情報漏洩が疑われる入札を経て長尾建設が受注した工事の現場=7日、多賀城市笠神2丁目

 多賀城市水道事業を巡る官製談合事件で、公競売入札妨害容疑で宮城県警に逮捕された長尾賢一容疑者(70)=宮城県七ケ浜町遠山3丁目=が社長を務める長尾設備(多賀城市)が加盟する同市管工事業協同組合の業者のみが参加し、落札した市水道事業発注の入札が2018年度、大半を占めていたことが7日、市の入札記録で分かった。加盟業者が1社だけ予定価格以下で応札したケースも目立ち、県警が業者間の関係を慎重に調べている。
 記録によると、市水道事業が発注した配水管関連工事の入札は18年度に12件あり、11件は加盟業者のみが応札した。うち5件は1社だけが予定価格内の額を入れ落札。12件の平均落札率は93.7%で、5件に限ると97.5%だった。
 官製談合防止法違反などの疑いで逮捕された佐藤敏夫容疑者(68)=多賀城市市川=が市水道事業管理者に就いた11年5月以降、長尾設備だけが予定価格以下の額で落札した入札が10件あることも判明している。
 組合は多賀城、塩釜両市の8社からなり、長尾容疑者は08年4月から副理事長を務める。

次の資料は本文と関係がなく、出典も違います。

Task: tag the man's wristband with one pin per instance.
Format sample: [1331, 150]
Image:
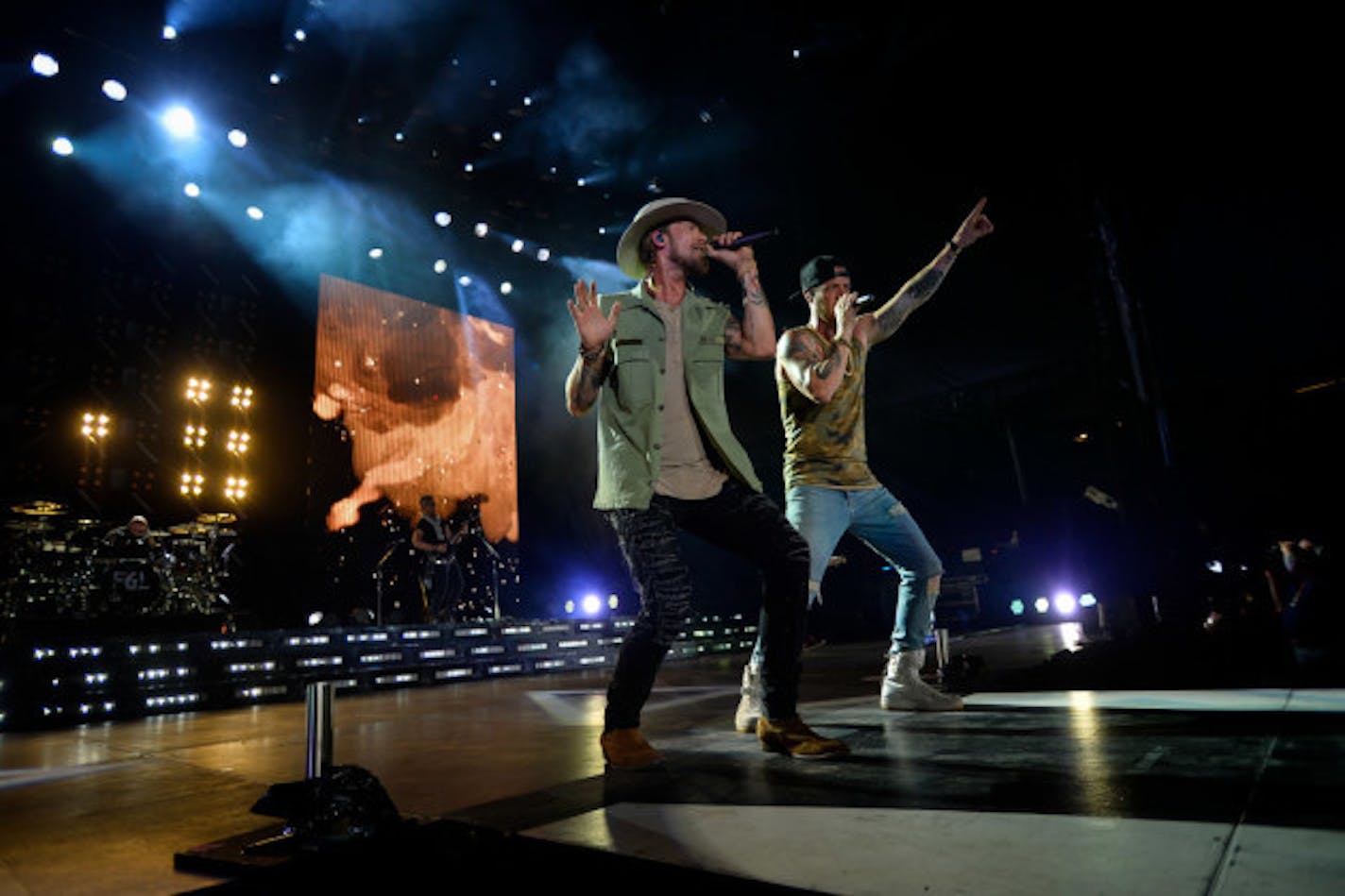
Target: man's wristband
[592, 355]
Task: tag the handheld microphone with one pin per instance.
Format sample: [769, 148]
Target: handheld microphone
[748, 238]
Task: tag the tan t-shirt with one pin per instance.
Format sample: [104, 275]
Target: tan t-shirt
[686, 471]
[825, 444]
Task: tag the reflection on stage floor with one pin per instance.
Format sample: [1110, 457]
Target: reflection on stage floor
[1044, 790]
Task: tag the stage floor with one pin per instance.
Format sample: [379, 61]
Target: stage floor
[1059, 791]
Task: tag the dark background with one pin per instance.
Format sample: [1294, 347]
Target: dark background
[1196, 147]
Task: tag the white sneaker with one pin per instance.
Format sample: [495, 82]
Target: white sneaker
[904, 689]
[751, 705]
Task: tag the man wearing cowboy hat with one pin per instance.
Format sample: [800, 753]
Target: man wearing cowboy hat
[653, 363]
[827, 483]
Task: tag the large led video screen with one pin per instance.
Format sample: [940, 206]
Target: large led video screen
[427, 397]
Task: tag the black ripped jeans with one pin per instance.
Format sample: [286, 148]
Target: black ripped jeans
[739, 521]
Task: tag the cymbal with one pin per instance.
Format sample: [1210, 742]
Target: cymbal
[216, 518]
[40, 509]
[28, 525]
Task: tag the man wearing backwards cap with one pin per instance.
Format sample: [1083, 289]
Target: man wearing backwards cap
[668, 461]
[828, 487]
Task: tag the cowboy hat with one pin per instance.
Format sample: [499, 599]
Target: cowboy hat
[656, 214]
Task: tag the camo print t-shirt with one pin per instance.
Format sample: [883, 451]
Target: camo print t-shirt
[824, 443]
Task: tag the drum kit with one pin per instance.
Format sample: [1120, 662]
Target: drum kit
[58, 566]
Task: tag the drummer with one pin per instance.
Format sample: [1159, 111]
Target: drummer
[133, 538]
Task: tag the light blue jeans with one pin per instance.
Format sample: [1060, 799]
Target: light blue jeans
[878, 519]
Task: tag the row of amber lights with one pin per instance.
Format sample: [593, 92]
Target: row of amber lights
[95, 425]
[193, 482]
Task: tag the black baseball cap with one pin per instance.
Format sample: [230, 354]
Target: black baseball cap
[821, 269]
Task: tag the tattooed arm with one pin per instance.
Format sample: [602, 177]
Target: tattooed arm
[884, 322]
[754, 336]
[595, 358]
[814, 367]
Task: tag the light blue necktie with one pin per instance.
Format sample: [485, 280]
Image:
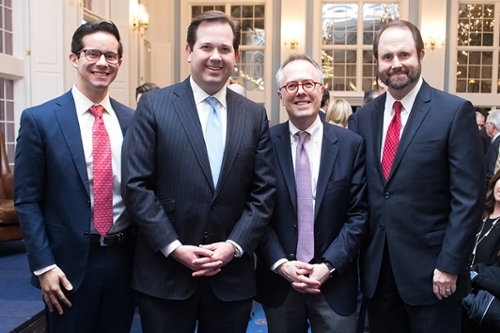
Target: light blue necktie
[213, 139]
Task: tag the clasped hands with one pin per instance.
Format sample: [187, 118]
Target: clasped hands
[204, 260]
[304, 277]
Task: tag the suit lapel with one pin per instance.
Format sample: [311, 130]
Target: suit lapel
[418, 113]
[329, 153]
[235, 125]
[67, 119]
[283, 153]
[123, 117]
[377, 130]
[184, 106]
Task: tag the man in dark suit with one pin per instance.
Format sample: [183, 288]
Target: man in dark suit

県警は既に、逮捕容疑となった入札に参加した長尾設備以外の6社も捜索した。
 佐藤容疑者の逮捕容疑は昨年10月の配水管移設工事の入札を巡り、管理者として把握していた予定価格を同9月ごろ、県内などで長尾容疑者に漏らし、公平な入札を妨害した疑い。長尾容疑者の逮捕容疑は入手した情報を基に、同入札で落札した疑い。
 接見した弁護士によると佐藤容疑者は容疑を認めている。県警は両容疑者の認否を明らかにしていない。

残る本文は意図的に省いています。